♢【わかりにくい"わかりやすさ"】
知り合いのTwitterでこの記事がリツイートされてきた。
96年まであった「らい予防法」、現在もある13の国立療養場で暮らしている1090人の人たち。
記事中で全国の国立療養所を撮影していったカメラマンの石井氏は「(前略)知れば知るほど、同じようなことは起こりうると感じてしまうんですよね。僕は逆に『なんでこんなことが起きたんだ?』って言ってる人のほうが怖いです。十二分に起こりうることであるという前提に立たないと、見誤る可能性がある」と述べている。
「そんなこと起こるのはあり得ない」と叫ぶに足りる事柄がたくさん起こっている。「なんでこんなことが起こるんだ!」という憤りと疑問。
だけどそう考えること自体が誤りなのかもしれない。
「ちょっと考えればわかること」は本当に「ちょっと考えればわかること」なのか。
『心配事の9割は起こらない: 減らす、手放す、忘れる―禅の教え』という本が少し前にはやった。

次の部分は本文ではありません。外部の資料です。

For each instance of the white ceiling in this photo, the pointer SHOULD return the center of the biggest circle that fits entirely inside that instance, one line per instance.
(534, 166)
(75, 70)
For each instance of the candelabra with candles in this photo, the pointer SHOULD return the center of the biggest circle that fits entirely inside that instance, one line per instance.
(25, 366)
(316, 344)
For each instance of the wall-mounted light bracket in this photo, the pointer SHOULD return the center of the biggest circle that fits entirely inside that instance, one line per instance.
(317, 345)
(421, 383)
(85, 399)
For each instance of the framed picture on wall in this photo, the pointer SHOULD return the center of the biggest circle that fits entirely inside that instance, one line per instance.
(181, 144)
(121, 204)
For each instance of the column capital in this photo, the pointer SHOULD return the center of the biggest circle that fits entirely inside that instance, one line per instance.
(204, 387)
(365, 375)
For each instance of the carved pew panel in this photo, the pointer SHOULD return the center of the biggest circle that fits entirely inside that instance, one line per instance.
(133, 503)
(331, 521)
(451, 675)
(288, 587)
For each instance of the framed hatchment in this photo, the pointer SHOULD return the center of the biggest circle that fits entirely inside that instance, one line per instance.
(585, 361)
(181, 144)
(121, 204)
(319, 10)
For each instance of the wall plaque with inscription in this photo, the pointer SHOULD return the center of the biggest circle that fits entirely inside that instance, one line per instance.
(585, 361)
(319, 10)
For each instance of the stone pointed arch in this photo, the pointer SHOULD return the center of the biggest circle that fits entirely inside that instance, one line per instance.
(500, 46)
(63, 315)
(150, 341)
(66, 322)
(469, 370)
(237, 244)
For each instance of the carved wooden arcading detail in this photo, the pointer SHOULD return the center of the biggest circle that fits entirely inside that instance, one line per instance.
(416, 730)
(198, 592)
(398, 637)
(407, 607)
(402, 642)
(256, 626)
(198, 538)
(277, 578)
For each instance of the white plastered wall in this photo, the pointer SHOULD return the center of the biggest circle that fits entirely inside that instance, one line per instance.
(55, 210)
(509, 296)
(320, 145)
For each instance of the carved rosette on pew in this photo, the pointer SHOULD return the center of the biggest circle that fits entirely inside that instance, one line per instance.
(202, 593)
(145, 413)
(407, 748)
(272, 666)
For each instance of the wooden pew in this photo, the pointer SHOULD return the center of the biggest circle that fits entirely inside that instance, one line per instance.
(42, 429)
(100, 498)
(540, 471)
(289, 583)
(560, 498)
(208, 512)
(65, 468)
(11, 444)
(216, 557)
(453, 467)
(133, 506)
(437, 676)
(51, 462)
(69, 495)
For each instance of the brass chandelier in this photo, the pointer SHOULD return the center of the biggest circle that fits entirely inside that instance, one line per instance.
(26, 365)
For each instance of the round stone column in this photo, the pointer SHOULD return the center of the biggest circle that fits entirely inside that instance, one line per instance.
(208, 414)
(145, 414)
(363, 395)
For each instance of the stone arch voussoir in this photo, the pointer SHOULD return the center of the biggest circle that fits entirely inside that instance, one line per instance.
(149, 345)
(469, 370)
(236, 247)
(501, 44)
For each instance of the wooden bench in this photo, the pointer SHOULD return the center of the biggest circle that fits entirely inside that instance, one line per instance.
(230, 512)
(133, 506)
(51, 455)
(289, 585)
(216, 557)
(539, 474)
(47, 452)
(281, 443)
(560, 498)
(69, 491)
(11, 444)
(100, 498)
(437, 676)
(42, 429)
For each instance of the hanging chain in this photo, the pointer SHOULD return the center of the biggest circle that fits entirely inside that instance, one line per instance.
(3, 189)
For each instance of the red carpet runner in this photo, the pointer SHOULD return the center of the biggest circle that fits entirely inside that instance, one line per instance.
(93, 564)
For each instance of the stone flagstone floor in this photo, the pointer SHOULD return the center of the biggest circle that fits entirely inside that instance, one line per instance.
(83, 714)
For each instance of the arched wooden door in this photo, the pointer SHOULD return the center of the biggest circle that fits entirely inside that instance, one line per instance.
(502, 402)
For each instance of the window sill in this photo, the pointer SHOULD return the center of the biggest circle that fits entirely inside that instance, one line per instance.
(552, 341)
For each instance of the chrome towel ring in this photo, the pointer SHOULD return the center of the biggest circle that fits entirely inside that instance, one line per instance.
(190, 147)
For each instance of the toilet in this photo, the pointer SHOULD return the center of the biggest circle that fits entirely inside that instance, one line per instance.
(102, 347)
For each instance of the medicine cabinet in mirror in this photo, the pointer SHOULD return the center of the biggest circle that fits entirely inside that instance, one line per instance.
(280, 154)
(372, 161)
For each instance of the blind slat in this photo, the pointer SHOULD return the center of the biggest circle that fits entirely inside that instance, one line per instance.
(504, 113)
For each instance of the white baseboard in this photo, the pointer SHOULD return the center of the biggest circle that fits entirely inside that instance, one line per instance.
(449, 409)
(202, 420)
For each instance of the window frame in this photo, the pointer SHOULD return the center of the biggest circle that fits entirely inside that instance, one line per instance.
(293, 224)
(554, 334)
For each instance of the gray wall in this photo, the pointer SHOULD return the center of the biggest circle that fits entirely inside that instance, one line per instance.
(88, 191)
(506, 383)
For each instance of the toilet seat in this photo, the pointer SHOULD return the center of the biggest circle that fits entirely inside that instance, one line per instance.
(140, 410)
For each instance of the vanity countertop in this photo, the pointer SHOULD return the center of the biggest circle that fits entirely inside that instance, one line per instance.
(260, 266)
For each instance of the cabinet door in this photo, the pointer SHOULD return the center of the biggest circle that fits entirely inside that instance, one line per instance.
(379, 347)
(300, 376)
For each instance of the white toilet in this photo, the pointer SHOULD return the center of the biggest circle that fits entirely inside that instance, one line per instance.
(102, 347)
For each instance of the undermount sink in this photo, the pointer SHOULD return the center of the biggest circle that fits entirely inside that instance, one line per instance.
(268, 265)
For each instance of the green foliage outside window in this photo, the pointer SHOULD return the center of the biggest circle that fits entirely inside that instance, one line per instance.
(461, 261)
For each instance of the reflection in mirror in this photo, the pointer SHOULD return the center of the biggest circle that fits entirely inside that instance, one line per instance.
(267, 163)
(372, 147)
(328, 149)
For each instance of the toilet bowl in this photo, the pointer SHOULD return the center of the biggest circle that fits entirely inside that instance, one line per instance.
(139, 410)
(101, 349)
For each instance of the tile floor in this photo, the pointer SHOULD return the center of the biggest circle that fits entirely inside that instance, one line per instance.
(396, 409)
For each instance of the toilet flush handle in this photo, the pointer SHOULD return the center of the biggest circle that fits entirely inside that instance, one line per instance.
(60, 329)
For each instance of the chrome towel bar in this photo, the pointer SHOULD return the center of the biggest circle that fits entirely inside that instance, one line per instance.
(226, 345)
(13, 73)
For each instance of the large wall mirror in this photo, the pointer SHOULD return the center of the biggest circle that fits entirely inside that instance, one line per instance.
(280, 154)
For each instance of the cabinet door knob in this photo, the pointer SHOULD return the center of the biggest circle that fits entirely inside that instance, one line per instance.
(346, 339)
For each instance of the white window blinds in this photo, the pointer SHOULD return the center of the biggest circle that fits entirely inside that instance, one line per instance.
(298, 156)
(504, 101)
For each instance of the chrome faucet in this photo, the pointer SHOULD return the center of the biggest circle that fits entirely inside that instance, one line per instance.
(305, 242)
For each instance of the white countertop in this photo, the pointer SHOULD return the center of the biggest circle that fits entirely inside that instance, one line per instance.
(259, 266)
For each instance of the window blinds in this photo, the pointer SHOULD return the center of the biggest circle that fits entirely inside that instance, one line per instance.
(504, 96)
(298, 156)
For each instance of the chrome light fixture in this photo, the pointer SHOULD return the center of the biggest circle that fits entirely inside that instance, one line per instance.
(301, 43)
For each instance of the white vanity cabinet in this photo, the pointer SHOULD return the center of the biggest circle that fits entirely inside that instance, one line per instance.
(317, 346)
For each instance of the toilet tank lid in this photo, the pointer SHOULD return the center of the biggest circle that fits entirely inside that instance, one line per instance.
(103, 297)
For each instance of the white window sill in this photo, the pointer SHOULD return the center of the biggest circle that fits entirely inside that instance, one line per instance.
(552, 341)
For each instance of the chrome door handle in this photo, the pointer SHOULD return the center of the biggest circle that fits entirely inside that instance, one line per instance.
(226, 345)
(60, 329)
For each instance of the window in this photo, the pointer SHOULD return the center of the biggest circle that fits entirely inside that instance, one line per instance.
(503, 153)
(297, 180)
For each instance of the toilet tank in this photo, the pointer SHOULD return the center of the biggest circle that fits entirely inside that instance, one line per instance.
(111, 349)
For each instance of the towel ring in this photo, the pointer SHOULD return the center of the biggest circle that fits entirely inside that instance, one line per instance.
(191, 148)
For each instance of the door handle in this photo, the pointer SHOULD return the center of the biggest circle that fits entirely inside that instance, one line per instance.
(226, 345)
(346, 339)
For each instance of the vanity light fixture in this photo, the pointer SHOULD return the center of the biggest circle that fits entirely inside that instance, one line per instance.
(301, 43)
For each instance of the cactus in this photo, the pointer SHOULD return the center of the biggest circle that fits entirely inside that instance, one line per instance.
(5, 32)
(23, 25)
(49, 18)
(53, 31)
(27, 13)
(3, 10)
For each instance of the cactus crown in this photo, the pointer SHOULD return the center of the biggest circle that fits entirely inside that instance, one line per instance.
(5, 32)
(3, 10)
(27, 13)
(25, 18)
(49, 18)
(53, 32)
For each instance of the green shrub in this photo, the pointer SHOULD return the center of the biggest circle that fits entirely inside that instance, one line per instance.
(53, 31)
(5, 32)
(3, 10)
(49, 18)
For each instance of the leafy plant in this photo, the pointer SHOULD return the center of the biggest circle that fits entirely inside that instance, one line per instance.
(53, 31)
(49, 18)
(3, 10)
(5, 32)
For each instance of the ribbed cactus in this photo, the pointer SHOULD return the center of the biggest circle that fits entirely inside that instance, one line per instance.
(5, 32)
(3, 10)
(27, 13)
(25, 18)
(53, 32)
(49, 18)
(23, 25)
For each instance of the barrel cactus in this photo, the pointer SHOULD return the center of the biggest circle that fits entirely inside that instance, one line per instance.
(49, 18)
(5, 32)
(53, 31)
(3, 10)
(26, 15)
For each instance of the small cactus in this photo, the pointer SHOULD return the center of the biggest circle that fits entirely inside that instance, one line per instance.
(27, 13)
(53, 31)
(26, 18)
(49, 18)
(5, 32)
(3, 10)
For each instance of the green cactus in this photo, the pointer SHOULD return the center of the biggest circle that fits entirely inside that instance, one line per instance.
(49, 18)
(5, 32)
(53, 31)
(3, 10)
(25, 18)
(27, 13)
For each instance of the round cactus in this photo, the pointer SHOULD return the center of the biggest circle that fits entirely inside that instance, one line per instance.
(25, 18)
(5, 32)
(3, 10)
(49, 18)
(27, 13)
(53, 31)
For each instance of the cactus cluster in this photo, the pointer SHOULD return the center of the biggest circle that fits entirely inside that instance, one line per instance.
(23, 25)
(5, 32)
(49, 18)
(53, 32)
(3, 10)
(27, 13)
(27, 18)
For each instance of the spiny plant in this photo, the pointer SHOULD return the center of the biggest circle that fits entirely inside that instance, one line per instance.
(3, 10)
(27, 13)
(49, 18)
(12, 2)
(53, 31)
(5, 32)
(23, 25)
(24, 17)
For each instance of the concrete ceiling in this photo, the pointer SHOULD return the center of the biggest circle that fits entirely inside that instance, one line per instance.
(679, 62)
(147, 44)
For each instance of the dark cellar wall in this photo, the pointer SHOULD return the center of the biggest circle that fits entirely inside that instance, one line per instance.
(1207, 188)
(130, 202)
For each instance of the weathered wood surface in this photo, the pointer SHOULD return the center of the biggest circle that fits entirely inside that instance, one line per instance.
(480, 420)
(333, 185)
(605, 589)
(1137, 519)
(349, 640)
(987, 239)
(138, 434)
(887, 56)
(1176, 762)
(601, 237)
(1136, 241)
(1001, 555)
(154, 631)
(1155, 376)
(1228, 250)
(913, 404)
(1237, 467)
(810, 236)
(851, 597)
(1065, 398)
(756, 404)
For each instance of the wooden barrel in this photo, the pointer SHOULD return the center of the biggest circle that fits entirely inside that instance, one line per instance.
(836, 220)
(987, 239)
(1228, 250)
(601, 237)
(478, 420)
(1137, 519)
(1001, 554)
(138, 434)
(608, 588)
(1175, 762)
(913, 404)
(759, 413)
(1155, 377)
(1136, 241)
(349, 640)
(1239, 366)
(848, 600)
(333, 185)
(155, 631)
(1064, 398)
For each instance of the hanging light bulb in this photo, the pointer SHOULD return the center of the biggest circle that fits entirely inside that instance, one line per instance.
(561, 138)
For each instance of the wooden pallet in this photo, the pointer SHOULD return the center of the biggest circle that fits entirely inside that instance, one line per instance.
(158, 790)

確率で見れば起こる確率は僅か10%に過ぎないのかもしれない。
だけど、その10%はただの確率で見ていいことではないと思う。
起こるべくして起こる10%として意識する。
また、この記事から『差別はかんたんにつくれてしまう』ということがわかる。
「差別はやめましょう」「相手のことを理解しましょう」なんていうのは、差別の存在自体を否定することだと僕は思う。
相性や直感による好き嫌いという言葉で括られてしまう。
極端に現れている例だと思う。
自分に合わない人、嫌いな人とは簡単に縁を切ることができる。SNSで「ブロック」とすればそれで一発だ。
ドラえもんの、どくさいスイッチを思い出す。
ただあれは、独裁者を懲らしめるための道具。自分に都合の悪い人たちを消していくということをしていった結果を示す道具なのだそうだ。
どくさいスイッチが今の世の中にこそ求められるのかもしれない。